Google is launching an open source version of its internally used differential privacy library, allowing businesses and data scientists to generate insights from data while protecting the privacy of those to which it belongs.

Google's differential privacy library is used to make improvements to many of its core products, such as when Search knows how busy a business, such as a gym, is at certain times or how popular a dish is at a given restaurant.

Differential privacy is an approach to data science which involves taking large amounts of user data and obfuscating it with artificial data - enough to hide a user's true identity but not so much that insights can't be made using software-aided analysis.

Businesses can now use Google's library to start forming their own conclusions from big datasets without their customers losing trust in their brand, the company argues.

In addition to Search, Google has embedded differential privacy in products since 2014. RAPPOR (Randomised Aggregatable Privacy-Preserving Ordinal Response) was a Chrome privacy project designed to better safeguard users' security, find bugs, and improve the overall user experience while analysing user data.

Adding to the growing list of privacy-minded applications, TensorFlow privacy was introduced this year to help protect users from being identified when their data was being used to train AI algorithms.

Apple is another company that's been hot on embedding differential privacy into its work. Since 2016, the privacy mechanism has been used in its machine learning algorithms to analyse the plethora of data it takes from its customers' iPhones.

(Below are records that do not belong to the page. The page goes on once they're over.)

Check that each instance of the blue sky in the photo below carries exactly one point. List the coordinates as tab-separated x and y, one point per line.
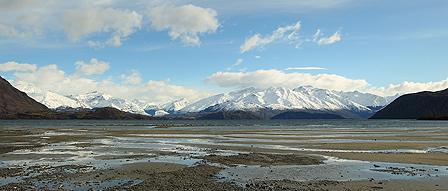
402	43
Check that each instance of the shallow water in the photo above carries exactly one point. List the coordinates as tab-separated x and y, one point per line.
108	144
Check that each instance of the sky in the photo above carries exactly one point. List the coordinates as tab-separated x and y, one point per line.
160	51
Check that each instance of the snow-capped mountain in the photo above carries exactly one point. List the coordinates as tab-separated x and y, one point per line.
175	106
50	99
249	99
90	100
275	98
97	99
367	99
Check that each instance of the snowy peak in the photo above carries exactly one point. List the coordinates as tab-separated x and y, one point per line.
175	106
278	98
50	99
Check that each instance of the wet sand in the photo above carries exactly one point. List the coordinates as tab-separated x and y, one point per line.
189	158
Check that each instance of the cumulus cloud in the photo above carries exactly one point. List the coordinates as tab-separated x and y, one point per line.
16	67
306	68
269	78
132	78
409	87
289	33
317	37
184	22
93	67
277	78
84	22
52	78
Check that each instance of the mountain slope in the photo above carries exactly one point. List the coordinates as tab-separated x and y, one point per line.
13	100
50	99
175	106
303	98
425	105
99	100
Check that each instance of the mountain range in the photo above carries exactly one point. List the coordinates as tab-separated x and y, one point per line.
422	105
15	104
261	103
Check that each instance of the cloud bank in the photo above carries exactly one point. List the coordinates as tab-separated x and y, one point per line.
278	78
129	86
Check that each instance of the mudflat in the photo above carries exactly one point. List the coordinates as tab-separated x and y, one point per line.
188	157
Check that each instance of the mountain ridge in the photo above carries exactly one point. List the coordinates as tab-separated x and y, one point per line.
421	105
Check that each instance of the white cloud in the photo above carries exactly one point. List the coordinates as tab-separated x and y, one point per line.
409	87
184	22
52	78
270	78
16	67
93	67
132	78
238	62
306	68
317	37
80	23
288	34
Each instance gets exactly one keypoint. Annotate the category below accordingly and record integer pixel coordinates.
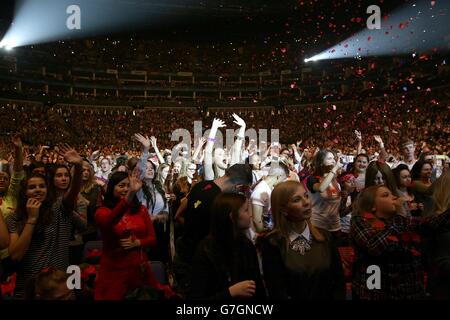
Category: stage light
(8, 44)
(402, 33)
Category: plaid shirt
(395, 249)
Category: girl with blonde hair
(299, 260)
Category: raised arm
(18, 153)
(383, 153)
(145, 142)
(19, 243)
(237, 146)
(327, 181)
(201, 143)
(106, 217)
(209, 171)
(155, 147)
(4, 235)
(72, 157)
(359, 139)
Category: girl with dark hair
(359, 170)
(126, 230)
(59, 180)
(403, 180)
(226, 265)
(439, 246)
(325, 192)
(300, 261)
(10, 186)
(422, 186)
(385, 238)
(153, 197)
(379, 173)
(91, 191)
(41, 228)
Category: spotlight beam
(415, 28)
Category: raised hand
(378, 139)
(144, 140)
(238, 120)
(17, 142)
(217, 123)
(153, 141)
(243, 289)
(95, 155)
(69, 154)
(129, 243)
(135, 181)
(32, 207)
(201, 141)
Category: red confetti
(392, 238)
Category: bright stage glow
(411, 29)
(8, 44)
(44, 21)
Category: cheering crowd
(257, 220)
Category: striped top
(48, 247)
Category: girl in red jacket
(126, 230)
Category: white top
(325, 208)
(261, 197)
(360, 182)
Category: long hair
(45, 212)
(417, 168)
(88, 185)
(386, 172)
(110, 201)
(224, 215)
(159, 172)
(279, 198)
(441, 193)
(158, 187)
(366, 200)
(51, 178)
(356, 158)
(317, 163)
(181, 186)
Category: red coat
(123, 270)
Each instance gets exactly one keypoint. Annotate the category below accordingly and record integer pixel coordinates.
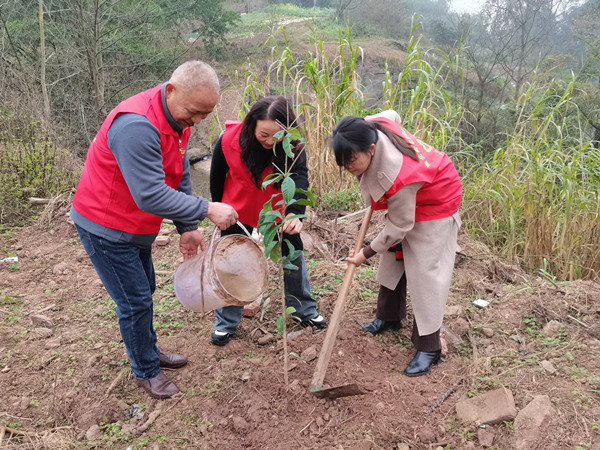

Data is becoming increasingly valuable, some experts even say its the most valuable commodity in the world and it's something that hackers can steal and sell on for profit.

In a world where data breaches are rife, protecting data and the user to whom it belongs can be a hugely significant factor when it comes to maintaining customer trust.

Unfortunately, not every company gets it right - even the big names. In the late 2000s, well-meaning Netflix aimed to improve its film recommendation algorithm by using supposedly de-anonymised data which eventually was found to not be sufficiently protected.

Researchers were able to reveal user identities form the large dataset and even pinpoint their political affiliation.

"This sort of thing should be worrying to us," said Matthew Green, cryptography professor at Johns Hopkins University in a blog post.

"Not just because companies routinely share data (though they do) but because breaches happen, and because even statistics about a dataset can sometimes leak information about the individual records used to compute it," he added. "Differential Privacy is a set of tools that was designed to address this problem."

One real-world benefit of a differential privacy approach relates to health research, as explained by Miguel Guevara, product manager, privacy and data protection office at Google.

"If you are a health researcher, you may want to compare the average amount of time patients remain admitted across various hospitals in order to determine if there are differences in care," he said.

"Differential privacy is a high-assurance, analytic means of ensuring that use cases like this are addressed in a privacy-preserving manner."